Building a "proof of concept" sample wiki

Yes, I am actively researching this on my own, but what kind of Doper would I be if such research didn’t include picking the brains of the Teeming Millions?

I want to propose the concept of a wiki as a viable collaboration/communication solution for a non-profit organization. I have grand visions of the great and wonderful things that could be made possible for this org using wiki technology and implementation such as I’ve used in the for-profit corporate world. I’m a moderately experienced wiki end user who knows just enough to be dangerous, but not enough (yet) to make as profound and compelling a pitch as I desire. A former employer of mine used a corporate wiki with an employee base of 2000+ (domestic US), and my current employer uses a much larger and elaborate wiki system with an employee base of 14,000 (world wide).
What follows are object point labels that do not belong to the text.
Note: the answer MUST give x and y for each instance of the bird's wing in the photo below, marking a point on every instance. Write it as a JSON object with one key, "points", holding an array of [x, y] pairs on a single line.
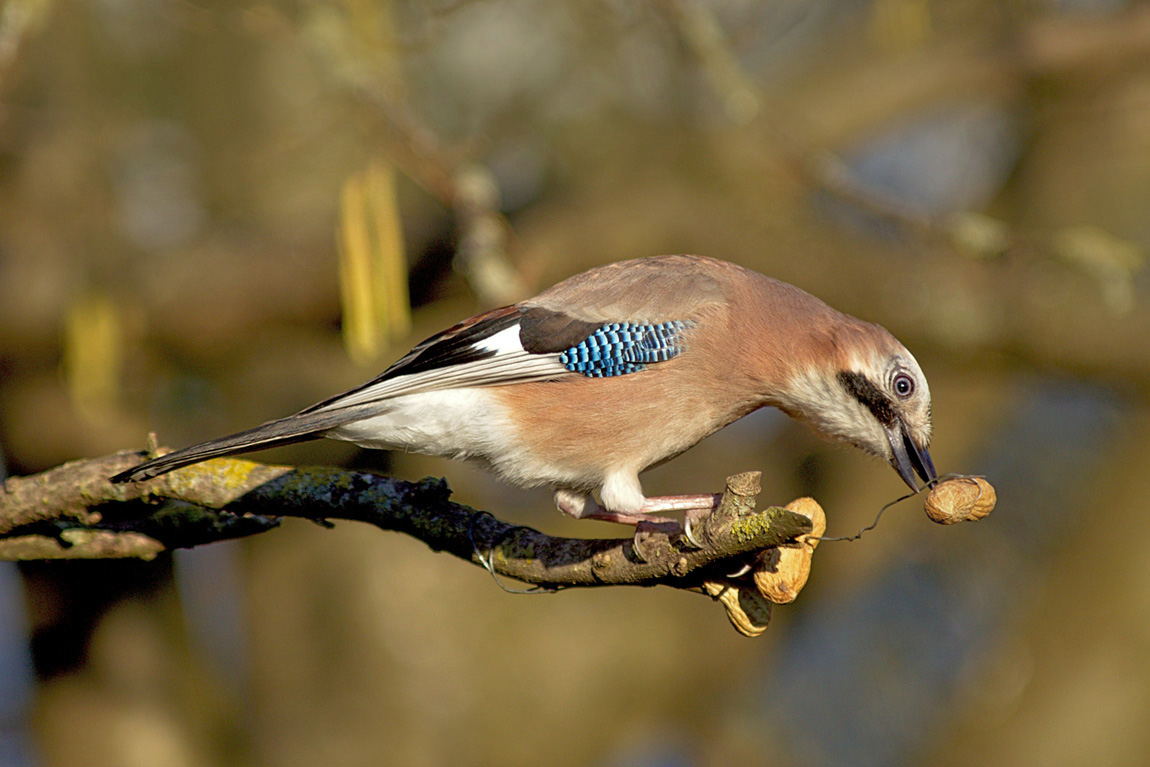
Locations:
{"points": [[644, 290], [482, 351], [608, 321]]}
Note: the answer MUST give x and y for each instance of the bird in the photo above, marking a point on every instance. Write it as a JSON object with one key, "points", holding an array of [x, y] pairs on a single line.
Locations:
{"points": [[615, 370]]}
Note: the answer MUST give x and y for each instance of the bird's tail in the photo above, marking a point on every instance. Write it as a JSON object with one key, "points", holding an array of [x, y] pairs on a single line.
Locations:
{"points": [[296, 428]]}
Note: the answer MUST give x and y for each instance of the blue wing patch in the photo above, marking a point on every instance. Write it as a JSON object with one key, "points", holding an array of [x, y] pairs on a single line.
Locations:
{"points": [[623, 347]]}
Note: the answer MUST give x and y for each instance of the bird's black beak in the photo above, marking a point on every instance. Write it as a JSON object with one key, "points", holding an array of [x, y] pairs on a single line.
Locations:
{"points": [[909, 458]]}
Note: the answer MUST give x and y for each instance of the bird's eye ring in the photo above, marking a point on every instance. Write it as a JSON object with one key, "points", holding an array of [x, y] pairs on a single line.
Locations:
{"points": [[904, 385]]}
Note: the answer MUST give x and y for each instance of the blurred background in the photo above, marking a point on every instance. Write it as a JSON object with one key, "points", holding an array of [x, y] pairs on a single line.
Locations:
{"points": [[216, 213]]}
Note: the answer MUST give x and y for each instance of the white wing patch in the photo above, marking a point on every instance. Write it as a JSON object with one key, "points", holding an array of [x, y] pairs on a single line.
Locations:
{"points": [[510, 363]]}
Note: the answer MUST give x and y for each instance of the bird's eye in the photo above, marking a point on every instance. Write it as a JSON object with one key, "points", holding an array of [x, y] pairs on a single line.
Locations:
{"points": [[904, 385]]}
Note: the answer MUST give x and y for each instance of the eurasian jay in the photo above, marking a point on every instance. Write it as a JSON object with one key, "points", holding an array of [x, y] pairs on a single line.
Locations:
{"points": [[615, 370]]}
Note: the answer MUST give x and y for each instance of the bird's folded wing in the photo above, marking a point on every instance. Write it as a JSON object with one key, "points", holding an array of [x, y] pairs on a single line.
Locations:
{"points": [[610, 321], [483, 351]]}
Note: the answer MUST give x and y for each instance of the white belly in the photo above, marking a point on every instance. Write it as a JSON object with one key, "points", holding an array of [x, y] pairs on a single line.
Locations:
{"points": [[461, 423]]}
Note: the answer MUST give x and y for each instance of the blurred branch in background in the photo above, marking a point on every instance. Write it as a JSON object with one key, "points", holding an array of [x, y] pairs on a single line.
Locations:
{"points": [[357, 44], [1042, 47]]}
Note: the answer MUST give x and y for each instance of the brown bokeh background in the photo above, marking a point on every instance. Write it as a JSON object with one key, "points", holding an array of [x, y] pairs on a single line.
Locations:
{"points": [[974, 175]]}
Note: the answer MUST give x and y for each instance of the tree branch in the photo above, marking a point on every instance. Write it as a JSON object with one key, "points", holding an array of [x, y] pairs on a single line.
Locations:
{"points": [[73, 511]]}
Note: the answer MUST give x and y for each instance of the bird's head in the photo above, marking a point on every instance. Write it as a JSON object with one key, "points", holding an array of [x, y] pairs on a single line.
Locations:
{"points": [[868, 391]]}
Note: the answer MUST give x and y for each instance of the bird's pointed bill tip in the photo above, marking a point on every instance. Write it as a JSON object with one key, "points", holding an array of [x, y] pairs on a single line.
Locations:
{"points": [[907, 458]]}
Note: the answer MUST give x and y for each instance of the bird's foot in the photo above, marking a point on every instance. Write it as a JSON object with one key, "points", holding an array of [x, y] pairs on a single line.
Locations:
{"points": [[648, 519], [696, 508]]}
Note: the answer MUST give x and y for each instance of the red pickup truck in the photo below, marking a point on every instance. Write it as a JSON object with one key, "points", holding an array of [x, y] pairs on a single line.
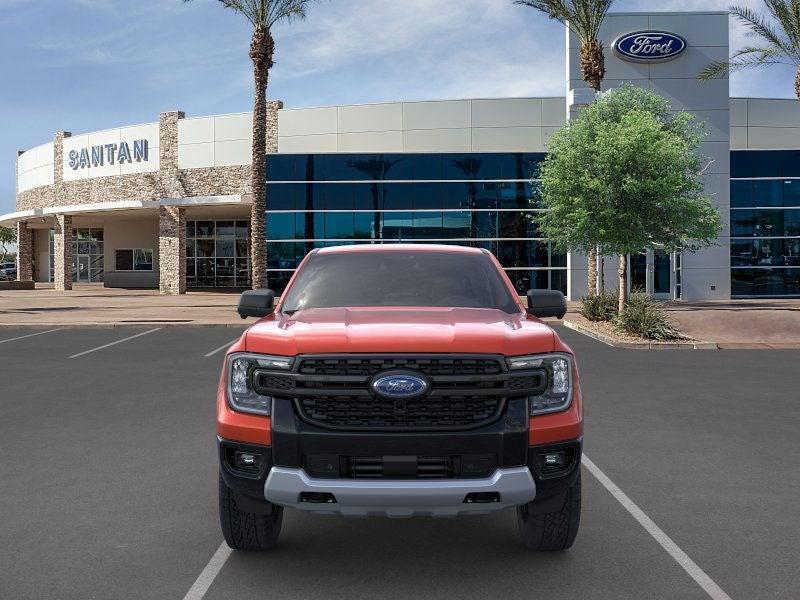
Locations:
{"points": [[400, 380]]}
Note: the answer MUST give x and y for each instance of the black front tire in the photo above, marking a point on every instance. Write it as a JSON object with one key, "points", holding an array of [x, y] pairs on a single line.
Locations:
{"points": [[248, 531], [555, 530]]}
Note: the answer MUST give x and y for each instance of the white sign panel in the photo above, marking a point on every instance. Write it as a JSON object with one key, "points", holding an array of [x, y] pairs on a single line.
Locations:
{"points": [[122, 151]]}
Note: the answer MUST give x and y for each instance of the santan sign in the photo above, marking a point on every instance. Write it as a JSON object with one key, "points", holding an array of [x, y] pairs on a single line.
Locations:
{"points": [[97, 156], [649, 46]]}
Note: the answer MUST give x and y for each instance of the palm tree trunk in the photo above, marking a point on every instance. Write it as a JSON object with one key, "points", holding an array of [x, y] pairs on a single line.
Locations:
{"points": [[262, 48], [593, 70], [593, 67], [592, 272], [797, 84], [623, 282]]}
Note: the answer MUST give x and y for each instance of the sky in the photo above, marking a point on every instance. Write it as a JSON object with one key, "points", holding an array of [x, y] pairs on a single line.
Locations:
{"points": [[86, 65]]}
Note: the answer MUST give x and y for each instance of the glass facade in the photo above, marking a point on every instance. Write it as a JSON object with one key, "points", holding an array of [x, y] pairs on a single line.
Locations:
{"points": [[765, 223], [218, 254], [480, 200]]}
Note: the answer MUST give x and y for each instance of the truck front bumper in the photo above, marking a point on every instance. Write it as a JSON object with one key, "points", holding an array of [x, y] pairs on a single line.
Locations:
{"points": [[507, 487]]}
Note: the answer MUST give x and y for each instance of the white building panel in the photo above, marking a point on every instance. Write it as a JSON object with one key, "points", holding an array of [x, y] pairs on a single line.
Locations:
{"points": [[195, 156], [508, 112], [233, 152], [437, 140], [554, 111], [308, 144], [308, 121], [196, 131], [371, 117], [444, 114], [237, 126], [371, 141], [773, 113], [507, 139]]}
I don’t yet understand what is required to build, host, administer, and protect a “closed” wiki. But before I jump off of that bridge, I want to create (on my own domain/hosting account) a small set of sample wiki pages where I can demonstrate the core concepts and maybe a few of the advanced bells and whistles.

Does anyone have any recommendations or tips towards this endeavor?

Thanks!

The easiest setups will sit on a LAMP or WAMP server (Linux/Windows OS-Apache Web Server-MySQL database-PHP scripting). For an easy to use Linux server, use SME. There are all-in-one setups for Windows, too. Once you have that basis, there are lots of wikis to try.
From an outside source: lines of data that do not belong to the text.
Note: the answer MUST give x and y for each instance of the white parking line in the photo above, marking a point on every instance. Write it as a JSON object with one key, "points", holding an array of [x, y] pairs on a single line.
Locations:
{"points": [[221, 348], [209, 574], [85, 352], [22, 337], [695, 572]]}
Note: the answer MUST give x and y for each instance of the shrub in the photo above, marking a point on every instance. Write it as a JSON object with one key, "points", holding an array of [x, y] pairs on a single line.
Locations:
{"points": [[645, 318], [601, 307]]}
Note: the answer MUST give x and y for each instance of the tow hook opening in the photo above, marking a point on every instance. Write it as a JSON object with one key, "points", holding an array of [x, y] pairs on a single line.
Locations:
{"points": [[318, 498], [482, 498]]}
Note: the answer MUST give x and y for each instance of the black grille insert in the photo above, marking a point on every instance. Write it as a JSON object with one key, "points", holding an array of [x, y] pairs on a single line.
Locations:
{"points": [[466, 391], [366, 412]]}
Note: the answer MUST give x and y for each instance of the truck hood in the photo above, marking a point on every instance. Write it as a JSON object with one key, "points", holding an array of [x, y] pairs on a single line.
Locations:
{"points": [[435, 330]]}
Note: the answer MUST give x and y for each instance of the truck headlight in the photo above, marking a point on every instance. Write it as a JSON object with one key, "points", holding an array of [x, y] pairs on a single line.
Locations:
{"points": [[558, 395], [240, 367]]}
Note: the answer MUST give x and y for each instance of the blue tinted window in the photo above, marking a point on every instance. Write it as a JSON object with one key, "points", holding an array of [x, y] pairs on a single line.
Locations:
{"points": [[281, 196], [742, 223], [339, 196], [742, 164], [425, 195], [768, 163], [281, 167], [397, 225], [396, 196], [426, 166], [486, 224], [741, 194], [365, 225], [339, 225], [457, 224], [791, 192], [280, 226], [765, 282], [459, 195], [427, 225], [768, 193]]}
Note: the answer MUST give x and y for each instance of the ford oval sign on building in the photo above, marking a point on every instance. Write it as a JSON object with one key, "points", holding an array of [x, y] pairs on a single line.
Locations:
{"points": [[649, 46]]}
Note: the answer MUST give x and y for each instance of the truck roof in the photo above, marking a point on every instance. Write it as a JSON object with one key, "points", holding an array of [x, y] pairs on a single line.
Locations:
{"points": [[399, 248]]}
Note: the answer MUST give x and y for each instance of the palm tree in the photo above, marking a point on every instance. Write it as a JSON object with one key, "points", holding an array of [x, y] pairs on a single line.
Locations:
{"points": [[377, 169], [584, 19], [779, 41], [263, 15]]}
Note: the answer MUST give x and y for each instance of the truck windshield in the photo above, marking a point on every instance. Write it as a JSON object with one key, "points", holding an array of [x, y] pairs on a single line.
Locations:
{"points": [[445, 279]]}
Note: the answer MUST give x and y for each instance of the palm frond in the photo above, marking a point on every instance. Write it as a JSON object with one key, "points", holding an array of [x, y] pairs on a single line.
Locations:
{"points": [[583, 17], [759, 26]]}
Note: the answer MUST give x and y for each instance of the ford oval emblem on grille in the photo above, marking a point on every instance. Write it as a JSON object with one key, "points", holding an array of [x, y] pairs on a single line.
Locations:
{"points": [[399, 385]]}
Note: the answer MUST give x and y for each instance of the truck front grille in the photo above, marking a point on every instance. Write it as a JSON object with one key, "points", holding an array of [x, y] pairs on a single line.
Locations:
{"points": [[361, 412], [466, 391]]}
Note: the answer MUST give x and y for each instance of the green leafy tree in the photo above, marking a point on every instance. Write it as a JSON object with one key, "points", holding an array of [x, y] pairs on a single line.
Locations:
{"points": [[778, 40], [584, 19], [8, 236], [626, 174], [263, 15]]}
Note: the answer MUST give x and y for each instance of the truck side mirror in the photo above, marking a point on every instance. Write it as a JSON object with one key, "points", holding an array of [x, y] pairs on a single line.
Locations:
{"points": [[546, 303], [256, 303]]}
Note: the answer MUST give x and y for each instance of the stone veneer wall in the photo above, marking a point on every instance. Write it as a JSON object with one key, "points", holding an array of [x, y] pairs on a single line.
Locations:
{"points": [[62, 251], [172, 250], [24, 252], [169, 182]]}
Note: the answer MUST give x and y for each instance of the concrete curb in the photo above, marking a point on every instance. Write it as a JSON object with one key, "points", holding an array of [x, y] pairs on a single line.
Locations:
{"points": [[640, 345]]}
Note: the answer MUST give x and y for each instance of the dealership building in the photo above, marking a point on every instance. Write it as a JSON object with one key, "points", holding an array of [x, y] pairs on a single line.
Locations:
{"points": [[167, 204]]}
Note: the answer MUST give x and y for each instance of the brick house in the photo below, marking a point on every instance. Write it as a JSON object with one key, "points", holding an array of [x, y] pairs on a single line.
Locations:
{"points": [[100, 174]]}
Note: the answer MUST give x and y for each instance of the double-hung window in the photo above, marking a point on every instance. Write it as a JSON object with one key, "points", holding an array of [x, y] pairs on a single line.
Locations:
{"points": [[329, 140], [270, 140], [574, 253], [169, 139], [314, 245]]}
Take a look at OpenSourceCMS - they have set up lots of CMS and Wikis to look at and play with to determine your needs. Once you have found something that you think may do the job, download it, set it up on your AMP server and test it.

Good luck.

Si

SME Server is good (and I use it for mail and file services here), but for an easy LAMP setup, Ubuntu server is easier (IMO), because it sets up the LAMP stuff by default - I’ve been playing with it on one of my test machines this week and I set a PHPBB message board in about two or three simple command line operations.

Excellent. Thank you. I’m at least familiar with LAMP as a Product/Project manager, so it sounds like this little project might have the added benefit of making me more informed as to what my developers are actually doing in their dark cubes late at night. :slight_smile:

Will the LAMP platform also be all that would be needed to host say, a WordPress blog and simple web-based ticketing system as well? I think this group would benefit from a combination of all three.

I asked one of my developers at work today if he could give me any pointers for my little extra-curricular project. He said that he “hates wikis” as far as them being his favorite least favorite thing to work with professionally, but agreed that it should be just the ticket for the non-profit’s use case.

I don’t work for this organization, but my Mom does. I’m a passionate supporter of their environmental and educational efforts, and have been since I was very young, when my parents and members of the community first started the group.

Anywho, when I told my developer that I was also interested in pitching a blog, ticketing system, and possibly a message board as well as a twiki, he suggested I look at the offerings of & [url=]http://joomla.org. I haven’t read through their sites yet, but he was under the impression that a LAMP server would be all that either would need.

I’ve dusted off an old IBM Thinkpad of mine that I plan to re-purpose for this endeavor by installing ubuntu and turning it into a LAMP box. It is currently running Windoze 98 and only has 32 MB of RAM at the moment, and no ethernet port, but those are easy enough to pay someone to upgrade/add.

Those that frequent the ubuntu forums seem like fine folks.